Maybe I’m spoiled. But a few weeks ago I ordered a backpack from a reputable online retailer. I didn’t like it. But they had no packing slip or proof of purchase or anything in the box. I had to call them (have I mentioned how much I hate the phone? I even order pizza online) to get an RMA number. Then ship it back. Then wait forever for the refund, minus a 15% restocking fee. And though they provide a 30-day deadline to return the merchandise, there’s no indication of how long they’ll keep my money.

So not too much later I found a better item at another retailer. Two potential items, actually. I ordered both, because they were excellent prices and I couldn’t tell which one would work better.

The first problem was that even though the image was of the brown leather, the default color was black, and I didn’t notice until I’d finalized the sale. I called immediately and waited on hold forever. When someone finally answered, I explained my problem and asked if there was any way to change the color of one of the items. She said, “uuuuhhhhh….not until you get it” in this whiny, dumb-blonde voice (I’m not saying she was a dumb blonde, just that she sounded like one). I should have asked for the supervisor, but decided to see if the item was workable before I worried about it. If I liked it, I’d exchange it. If I didn’t, I’d just send it back.

Man, I should have talked to the supervisor.

It took nearly two weeks to get them, something else I’m not used to, but I didn’t gripe. One item just didn’t work for me. The other was perfect, but black when I wanted brown. So I went online for the return process. Because this company ALSO provided no purchase info in the box and requires authorization for return.

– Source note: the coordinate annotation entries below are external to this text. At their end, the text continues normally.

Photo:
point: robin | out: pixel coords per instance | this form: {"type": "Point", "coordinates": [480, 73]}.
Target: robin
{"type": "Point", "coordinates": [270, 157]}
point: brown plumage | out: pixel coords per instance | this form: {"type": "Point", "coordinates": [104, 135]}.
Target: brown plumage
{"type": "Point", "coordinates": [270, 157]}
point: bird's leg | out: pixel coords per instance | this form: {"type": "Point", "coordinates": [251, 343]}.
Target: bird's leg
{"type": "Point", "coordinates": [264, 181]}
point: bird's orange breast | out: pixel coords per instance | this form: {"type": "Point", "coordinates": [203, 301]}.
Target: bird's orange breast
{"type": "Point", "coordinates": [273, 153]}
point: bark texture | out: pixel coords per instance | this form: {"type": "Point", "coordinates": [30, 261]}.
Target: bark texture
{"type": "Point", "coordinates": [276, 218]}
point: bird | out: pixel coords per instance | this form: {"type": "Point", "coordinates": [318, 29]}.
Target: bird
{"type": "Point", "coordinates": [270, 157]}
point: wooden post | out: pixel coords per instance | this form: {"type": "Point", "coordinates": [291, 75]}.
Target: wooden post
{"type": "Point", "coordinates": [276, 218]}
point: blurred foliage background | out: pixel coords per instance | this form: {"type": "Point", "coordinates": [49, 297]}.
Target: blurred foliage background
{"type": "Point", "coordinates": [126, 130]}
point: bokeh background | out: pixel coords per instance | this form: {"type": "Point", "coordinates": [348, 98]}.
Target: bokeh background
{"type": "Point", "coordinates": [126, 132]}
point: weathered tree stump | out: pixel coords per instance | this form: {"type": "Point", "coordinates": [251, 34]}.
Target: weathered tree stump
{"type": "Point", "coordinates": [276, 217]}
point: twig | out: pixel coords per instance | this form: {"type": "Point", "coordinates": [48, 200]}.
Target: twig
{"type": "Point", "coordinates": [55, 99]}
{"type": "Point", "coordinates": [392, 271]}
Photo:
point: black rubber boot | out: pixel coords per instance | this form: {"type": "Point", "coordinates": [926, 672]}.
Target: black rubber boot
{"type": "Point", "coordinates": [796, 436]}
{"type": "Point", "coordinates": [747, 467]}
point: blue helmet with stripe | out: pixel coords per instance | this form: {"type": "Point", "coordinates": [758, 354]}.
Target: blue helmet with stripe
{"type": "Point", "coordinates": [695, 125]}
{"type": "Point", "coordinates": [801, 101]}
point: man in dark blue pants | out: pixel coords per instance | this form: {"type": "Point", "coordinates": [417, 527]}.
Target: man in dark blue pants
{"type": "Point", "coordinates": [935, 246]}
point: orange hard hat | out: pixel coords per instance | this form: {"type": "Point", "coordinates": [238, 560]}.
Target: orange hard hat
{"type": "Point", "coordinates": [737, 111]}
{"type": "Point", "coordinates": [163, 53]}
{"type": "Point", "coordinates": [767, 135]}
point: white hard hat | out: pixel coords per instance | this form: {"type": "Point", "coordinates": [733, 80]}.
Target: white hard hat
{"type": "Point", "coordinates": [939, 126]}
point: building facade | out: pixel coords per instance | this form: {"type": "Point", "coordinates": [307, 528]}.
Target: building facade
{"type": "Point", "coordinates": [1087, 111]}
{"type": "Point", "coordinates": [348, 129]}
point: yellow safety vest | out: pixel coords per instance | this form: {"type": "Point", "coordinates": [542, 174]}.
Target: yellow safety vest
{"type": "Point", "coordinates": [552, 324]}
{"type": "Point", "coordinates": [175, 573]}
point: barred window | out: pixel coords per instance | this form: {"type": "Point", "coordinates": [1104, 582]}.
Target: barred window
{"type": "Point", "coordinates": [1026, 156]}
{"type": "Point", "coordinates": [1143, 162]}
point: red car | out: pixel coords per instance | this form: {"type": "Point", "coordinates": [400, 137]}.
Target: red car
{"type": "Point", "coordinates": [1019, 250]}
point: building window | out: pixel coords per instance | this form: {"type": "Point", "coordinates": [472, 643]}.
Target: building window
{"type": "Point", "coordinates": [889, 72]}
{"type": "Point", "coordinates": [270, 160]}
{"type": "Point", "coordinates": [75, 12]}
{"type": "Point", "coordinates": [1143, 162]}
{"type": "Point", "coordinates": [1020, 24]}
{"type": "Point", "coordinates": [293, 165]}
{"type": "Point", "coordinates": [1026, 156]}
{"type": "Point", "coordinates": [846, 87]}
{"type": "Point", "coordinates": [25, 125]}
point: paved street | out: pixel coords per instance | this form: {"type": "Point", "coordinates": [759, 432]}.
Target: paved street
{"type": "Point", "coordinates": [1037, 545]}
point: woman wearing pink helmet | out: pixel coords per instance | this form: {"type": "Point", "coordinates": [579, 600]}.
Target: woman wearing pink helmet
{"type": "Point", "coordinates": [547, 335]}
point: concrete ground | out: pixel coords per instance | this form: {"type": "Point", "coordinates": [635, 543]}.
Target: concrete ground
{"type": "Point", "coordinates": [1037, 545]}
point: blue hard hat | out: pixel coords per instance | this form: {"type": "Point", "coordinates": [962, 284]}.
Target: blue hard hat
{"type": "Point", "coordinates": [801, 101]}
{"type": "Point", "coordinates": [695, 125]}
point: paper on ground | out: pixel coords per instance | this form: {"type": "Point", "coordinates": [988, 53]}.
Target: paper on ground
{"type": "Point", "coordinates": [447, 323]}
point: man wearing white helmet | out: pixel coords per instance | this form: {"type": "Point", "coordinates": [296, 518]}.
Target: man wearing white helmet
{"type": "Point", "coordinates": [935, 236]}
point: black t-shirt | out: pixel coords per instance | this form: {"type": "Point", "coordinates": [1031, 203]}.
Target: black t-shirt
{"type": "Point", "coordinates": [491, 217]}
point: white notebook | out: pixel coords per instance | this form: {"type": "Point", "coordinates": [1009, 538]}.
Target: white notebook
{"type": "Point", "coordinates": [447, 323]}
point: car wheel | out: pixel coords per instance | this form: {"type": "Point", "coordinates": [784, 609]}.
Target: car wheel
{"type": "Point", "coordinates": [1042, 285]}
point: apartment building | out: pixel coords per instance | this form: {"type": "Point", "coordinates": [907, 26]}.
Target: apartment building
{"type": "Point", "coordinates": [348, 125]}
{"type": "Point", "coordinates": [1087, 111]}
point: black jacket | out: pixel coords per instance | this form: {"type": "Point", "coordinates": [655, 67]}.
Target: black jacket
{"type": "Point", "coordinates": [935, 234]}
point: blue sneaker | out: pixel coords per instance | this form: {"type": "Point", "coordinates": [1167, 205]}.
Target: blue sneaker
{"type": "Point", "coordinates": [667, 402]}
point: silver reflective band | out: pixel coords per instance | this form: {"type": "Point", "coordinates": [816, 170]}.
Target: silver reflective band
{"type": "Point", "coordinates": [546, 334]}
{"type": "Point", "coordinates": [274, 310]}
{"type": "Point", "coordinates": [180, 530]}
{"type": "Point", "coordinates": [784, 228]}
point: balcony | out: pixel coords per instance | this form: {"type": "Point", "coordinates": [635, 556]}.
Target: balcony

At least they have an online process. But when I went online, it only allowed me to select one item at a time. I wanted to return both. I had trouble getting labels. I couldn’t tell if I had authorization to return both or not, but I was to get an e-mail. I decided to wait.

And wait and wait and wait. Every two days I’d get a response to my communication. First they wanted to know why I wanted to return one item, because the system didn’t send the reason through. I explained why I wanted to return both. I got two separate return labels that incorporated the restocking fee and the postage I would pay if I sent both items separately.


I finally got authorization to return them and paid for the postage myself, which was half of what they were trying to charge me.

But that’s not all. I subscribed to LOST magazine way back in mid-September. The first issue was supposed to go on sale October 4. The web site said it could take up to 8 weeks for the next available issue to arrive, but I kind of discounted that because it’s a bimonthly magazine and the next available issue was only a couple of weeks away.

They took my money immediately. I did not get my magazine. It became November. I e-mailed them for the status. No response. I called them for a status and had to leave a message because they have “regular business hours” instead of the usual full customer service hours. I got no response.

Finally I got an e-mail back that my subscription had been processed and would start with the second issue. I immediately fired back that they had plenty of notice to send me the first issue and I wanted the first issue. I got an immediate response that I’d get a full subscription, five issues plus a yearbook. But starting with issue #2.

I almost let it go. But then I thought about it. The second issue isn’t until December, which meant I had to wait another four weeks, and they would have had my money for 12 weeks without supplying me with the product. That’s just unacceptable to me. I told her to cancel my subscription.

No response.

When did the customer become the enemy? I understand that companies need to protect themselves from idiots and scammers and general overexpense. And I've worked in customer service, so I'm not unsympathetic to the travails of the individual CSR.

But if the cable company can turn things around (the last two times I had to get the cable guy out, they admitted their own culpability in my problems, spent plenty of time and quality product fixing it, and didn’t charge me a dime), then these simple retailers should be able to get it together.

Needless to say, I don’t expect to buy from any of those companies again.